Rasulullah SAW juga bersabda: “Siapa saja di antara kalian yang berada di pagi hari sehat badannya, aman jiwa, jalan, dan rumahnya, dan memiliki makanan untuk hari itu, maka seakan ia telah diberi dunia seisinya” (HR al-Bukhari, Ibn Majah dan Tirmidzi). Seorang pemimpin, yakni seorang imam harus bertanggung jawab terhadap kondisi warganya, termasuk dalam hal kesehatannya. Kondisi sehat seorang warga diibaratkan adalah bagian dari bahwa ia telah memiliki dunia seisinya.
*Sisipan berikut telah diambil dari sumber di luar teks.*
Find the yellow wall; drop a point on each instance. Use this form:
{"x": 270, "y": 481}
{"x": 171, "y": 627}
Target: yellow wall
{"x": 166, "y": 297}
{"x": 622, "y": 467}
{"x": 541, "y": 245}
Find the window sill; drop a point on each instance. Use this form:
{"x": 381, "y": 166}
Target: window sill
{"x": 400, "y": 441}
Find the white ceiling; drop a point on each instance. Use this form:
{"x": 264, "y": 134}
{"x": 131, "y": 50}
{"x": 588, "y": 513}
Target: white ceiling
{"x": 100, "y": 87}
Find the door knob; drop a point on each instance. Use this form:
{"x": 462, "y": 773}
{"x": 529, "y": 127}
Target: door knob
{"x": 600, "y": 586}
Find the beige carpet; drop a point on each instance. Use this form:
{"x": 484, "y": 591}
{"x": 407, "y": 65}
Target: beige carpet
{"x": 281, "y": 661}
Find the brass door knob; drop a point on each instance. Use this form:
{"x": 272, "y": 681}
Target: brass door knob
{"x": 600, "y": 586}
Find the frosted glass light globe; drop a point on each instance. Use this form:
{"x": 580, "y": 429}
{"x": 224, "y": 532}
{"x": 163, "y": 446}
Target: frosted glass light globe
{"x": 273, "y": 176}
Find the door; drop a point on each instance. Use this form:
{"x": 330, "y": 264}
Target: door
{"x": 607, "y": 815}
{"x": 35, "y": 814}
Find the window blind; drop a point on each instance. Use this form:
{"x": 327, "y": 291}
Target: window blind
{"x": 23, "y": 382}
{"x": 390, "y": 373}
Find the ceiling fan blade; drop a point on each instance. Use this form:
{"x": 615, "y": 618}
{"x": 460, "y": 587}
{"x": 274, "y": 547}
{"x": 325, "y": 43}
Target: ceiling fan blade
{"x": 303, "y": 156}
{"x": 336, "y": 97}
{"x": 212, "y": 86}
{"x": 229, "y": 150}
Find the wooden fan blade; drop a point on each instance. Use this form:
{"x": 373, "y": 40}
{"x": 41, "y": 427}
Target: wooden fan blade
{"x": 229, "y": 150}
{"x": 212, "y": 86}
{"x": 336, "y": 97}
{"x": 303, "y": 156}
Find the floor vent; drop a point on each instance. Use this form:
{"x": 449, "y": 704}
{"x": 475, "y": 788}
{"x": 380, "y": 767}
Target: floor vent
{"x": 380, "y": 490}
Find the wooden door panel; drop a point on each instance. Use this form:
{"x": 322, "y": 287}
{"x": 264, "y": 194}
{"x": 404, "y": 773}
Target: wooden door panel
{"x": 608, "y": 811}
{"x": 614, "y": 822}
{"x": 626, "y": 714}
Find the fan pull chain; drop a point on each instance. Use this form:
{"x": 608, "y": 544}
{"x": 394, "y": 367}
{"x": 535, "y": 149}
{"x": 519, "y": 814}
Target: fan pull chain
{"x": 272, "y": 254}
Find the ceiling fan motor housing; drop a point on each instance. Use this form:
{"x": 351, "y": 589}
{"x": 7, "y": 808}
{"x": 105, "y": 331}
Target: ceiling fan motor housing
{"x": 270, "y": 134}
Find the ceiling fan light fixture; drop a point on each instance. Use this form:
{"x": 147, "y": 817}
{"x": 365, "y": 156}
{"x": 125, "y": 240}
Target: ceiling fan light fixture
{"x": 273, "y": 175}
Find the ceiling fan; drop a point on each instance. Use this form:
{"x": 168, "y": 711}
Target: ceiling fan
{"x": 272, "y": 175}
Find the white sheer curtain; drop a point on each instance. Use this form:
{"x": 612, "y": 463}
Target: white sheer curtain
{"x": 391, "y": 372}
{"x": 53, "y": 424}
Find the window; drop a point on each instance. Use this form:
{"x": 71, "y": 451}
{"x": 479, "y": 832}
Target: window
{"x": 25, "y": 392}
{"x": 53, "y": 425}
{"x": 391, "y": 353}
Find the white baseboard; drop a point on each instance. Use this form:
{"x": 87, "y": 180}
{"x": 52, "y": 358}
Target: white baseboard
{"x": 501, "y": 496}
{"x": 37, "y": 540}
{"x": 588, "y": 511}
Hal ini menunjukkan bahwa kesehatan merupakan perkara penting yang senantiasa dijaga oleh semua pihak. Jika terjadi endemi penyakit tertentu, maka negara wajib untuk melakukan sebuah tindakan agar tidak menular kepada warga lainnya. Rasulullah SAW. Bersabda: “Jika kalian mendengar ada penyakit thaun menimpa suatu kampung, maka janganlah kalian memasukinya. Dan jika jika thaun menimpa suatu kampung, sedang kalian berada di dalamnya, maka janganlah kalian keluar darinya” (HR.Bukhari Muslim)
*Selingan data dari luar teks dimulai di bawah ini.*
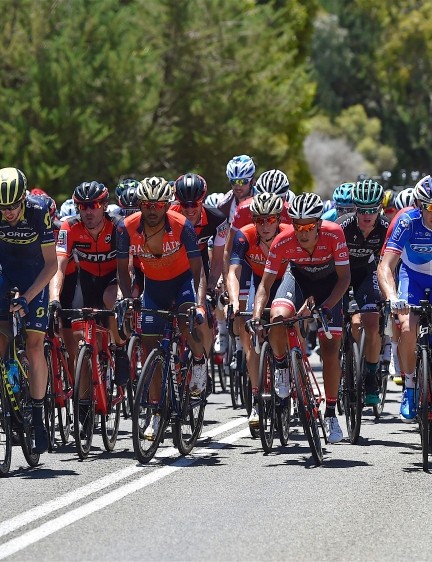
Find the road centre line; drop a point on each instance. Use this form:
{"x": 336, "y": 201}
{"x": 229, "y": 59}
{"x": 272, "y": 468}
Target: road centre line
{"x": 69, "y": 498}
{"x": 35, "y": 535}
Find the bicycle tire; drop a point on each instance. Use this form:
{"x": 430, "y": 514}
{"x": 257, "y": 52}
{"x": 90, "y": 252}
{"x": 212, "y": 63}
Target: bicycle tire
{"x": 266, "y": 398}
{"x": 84, "y": 408}
{"x": 352, "y": 381}
{"x": 49, "y": 400}
{"x": 110, "y": 422}
{"x": 307, "y": 406}
{"x": 143, "y": 409}
{"x": 5, "y": 428}
{"x": 192, "y": 415}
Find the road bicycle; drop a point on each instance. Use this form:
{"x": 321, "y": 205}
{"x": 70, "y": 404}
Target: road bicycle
{"x": 15, "y": 401}
{"x": 424, "y": 375}
{"x": 163, "y": 390}
{"x": 95, "y": 390}
{"x": 60, "y": 383}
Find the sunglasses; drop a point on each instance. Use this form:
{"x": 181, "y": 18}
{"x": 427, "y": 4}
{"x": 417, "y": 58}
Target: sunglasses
{"x": 190, "y": 204}
{"x": 427, "y": 207}
{"x": 265, "y": 220}
{"x": 368, "y": 210}
{"x": 13, "y": 207}
{"x": 91, "y": 205}
{"x": 304, "y": 227}
{"x": 240, "y": 181}
{"x": 153, "y": 205}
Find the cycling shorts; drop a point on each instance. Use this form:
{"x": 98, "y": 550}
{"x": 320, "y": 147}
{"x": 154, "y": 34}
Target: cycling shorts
{"x": 37, "y": 318}
{"x": 292, "y": 295}
{"x": 412, "y": 285}
{"x": 165, "y": 295}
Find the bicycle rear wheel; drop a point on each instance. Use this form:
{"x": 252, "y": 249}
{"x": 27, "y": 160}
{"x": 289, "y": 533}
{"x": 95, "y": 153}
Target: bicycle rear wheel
{"x": 187, "y": 429}
{"x": 5, "y": 428}
{"x": 266, "y": 398}
{"x": 145, "y": 407}
{"x": 83, "y": 403}
{"x": 307, "y": 406}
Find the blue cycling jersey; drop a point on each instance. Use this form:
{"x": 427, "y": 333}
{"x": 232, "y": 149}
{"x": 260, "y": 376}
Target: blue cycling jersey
{"x": 413, "y": 241}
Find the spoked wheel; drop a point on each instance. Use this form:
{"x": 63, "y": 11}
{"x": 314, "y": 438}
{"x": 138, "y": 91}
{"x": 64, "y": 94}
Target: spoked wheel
{"x": 266, "y": 398}
{"x": 187, "y": 429}
{"x": 49, "y": 402}
{"x": 5, "y": 429}
{"x": 110, "y": 422}
{"x": 83, "y": 403}
{"x": 382, "y": 387}
{"x": 424, "y": 390}
{"x": 352, "y": 390}
{"x": 307, "y": 407}
{"x": 150, "y": 409}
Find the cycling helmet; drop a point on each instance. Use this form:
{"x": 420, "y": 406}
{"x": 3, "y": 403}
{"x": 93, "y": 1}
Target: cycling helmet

Negara, dalam hal ini pemerintah, tidak boleh melakukan tindakan apapun yang justru membahayakan warganya. Sebagaimana sabda Nabi SAW: “Tidak boleh membahayakan orang lain dan diri sendiri” (HR Malik). Karenanya, ketika pemerintah memiliki dugaan dan bukti yang kuat -terhadap suatu upaya kesehatan- yang ternyata dapat membawa bahaya (kemudhorotan), maka negara tidak boleh memaksakan tindakan tersebut sekalipun memiliki manfaat. Kalaupun tetap dilakukan, maka pemerintah harus memastikan warga negaranya mengetahui, misalnya efek samping dari suatu obat atau kondisi kesehatan yang seperti apa yang terlarang untuk mengkonsumsi obat tertentu. Dan hal ini hanya akan terjadi jika ada sosialisasi yang maksimal. Tidak cukup juga hanya sebatas sosialisasi, tapi harus disertai dengan pengawasan yang ketat.
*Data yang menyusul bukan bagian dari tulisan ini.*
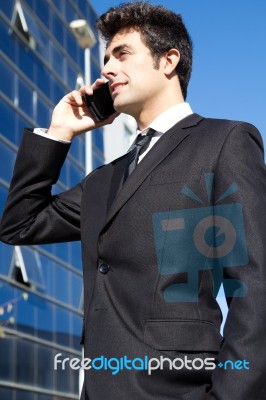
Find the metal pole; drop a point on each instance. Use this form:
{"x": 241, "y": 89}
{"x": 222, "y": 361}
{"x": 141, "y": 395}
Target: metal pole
{"x": 88, "y": 135}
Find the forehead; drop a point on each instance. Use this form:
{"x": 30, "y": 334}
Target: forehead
{"x": 128, "y": 36}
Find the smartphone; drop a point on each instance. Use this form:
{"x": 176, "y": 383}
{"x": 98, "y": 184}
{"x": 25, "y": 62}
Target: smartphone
{"x": 100, "y": 103}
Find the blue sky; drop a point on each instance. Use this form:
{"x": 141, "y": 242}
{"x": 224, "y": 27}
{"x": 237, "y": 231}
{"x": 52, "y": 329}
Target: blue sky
{"x": 229, "y": 71}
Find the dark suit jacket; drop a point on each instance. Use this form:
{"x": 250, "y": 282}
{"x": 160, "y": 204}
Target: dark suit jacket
{"x": 155, "y": 251}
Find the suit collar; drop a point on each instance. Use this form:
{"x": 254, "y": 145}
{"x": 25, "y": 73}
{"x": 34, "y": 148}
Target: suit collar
{"x": 167, "y": 143}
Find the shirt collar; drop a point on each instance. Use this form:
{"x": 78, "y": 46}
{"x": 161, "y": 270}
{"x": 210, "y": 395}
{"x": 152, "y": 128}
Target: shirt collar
{"x": 168, "y": 118}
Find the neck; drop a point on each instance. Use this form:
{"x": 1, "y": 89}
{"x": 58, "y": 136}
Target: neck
{"x": 147, "y": 115}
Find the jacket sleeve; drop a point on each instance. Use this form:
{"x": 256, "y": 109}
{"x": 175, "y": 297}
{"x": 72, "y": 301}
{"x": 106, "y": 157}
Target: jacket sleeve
{"x": 32, "y": 215}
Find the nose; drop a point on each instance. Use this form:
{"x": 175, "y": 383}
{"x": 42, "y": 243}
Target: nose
{"x": 109, "y": 70}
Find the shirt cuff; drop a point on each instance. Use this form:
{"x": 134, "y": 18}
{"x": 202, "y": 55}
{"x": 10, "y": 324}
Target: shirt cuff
{"x": 43, "y": 132}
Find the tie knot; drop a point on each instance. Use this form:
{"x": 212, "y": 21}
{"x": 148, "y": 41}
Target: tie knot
{"x": 140, "y": 145}
{"x": 142, "y": 142}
Di sisi lain Negara harus mencari alternative upaya kesehatan lain yang tidak mengandung bahaya, agar hal-hal yang diinginkan tidak terjadi. Terkait filariasis, dr. Primal Sudjana, Sp.P.D., K.P.T.I., dari Sub-bagian penyakit Tropik dan Infeksi Bagian Ilmu Penyakit dalam Rumah Sakit Hasan Sadikin Bandung/FK UNPAD menyatakan, bahwa untuk mencegah penyebaran penyakit kaki gajah sebenarnya ada cara yang lebih mudah, yakni memutus mata rantai penyebaran dengan pengendalian vektornya, yaitu nyamuk. Pengendalian nyamuk dapat dilakukan dengan dengan memberantas sarang nyamuknya. Sedangkan pengobatan massal filariasis yang bertujuan menghilangkan mikrofilaria dari dalam tubuh, sekalipun dianggap efektif, cara ini dapat menimbulkan efek samping dan tidak mudah untuk dilakukan, karena memerlukan waktu yang panjang, yaitu lima tahun dan obat harus dimakan secara bertahap setahun sekali.(Pikiran Rakyat, lembar Geulis, 15/11/2009)
Dari sini dapat dipahami, bahwa upaya untuk mengatasi filariasis, tidak hanya dengan pengkonsumsian obat antifilariasis secara massal, akan tetapi ada cara lain yang lebih aman sekalipun diduga kurang efektif. Tentu saja dalam hal ini, pemerintah harus berpikir keras, dengan mengerahkan segala upaya dan kemampuan yang dimilikinya untuk mencari alternatif cara yang benar-benar efektif dan tidak memberi bahaya pada masyarakat. Memilih yang efektif tapi membawa bahaya tentu bukan tindakan yang bijaksana. Begitupun, pemerintah tidak boleh dengan begitu saja menerima rekomendasi program dari pihak manapun (termasuk WHO sekalipun) sebelum dipastikan program tersebut tidak membahayakan rakyatnya. Bukankah seorang pemimpin, dalam hal ini pemerintah adalah pelindung bagi rakyatnya? Rasulullah SAW. Bersabda: ” Imam adalah laksana tameng”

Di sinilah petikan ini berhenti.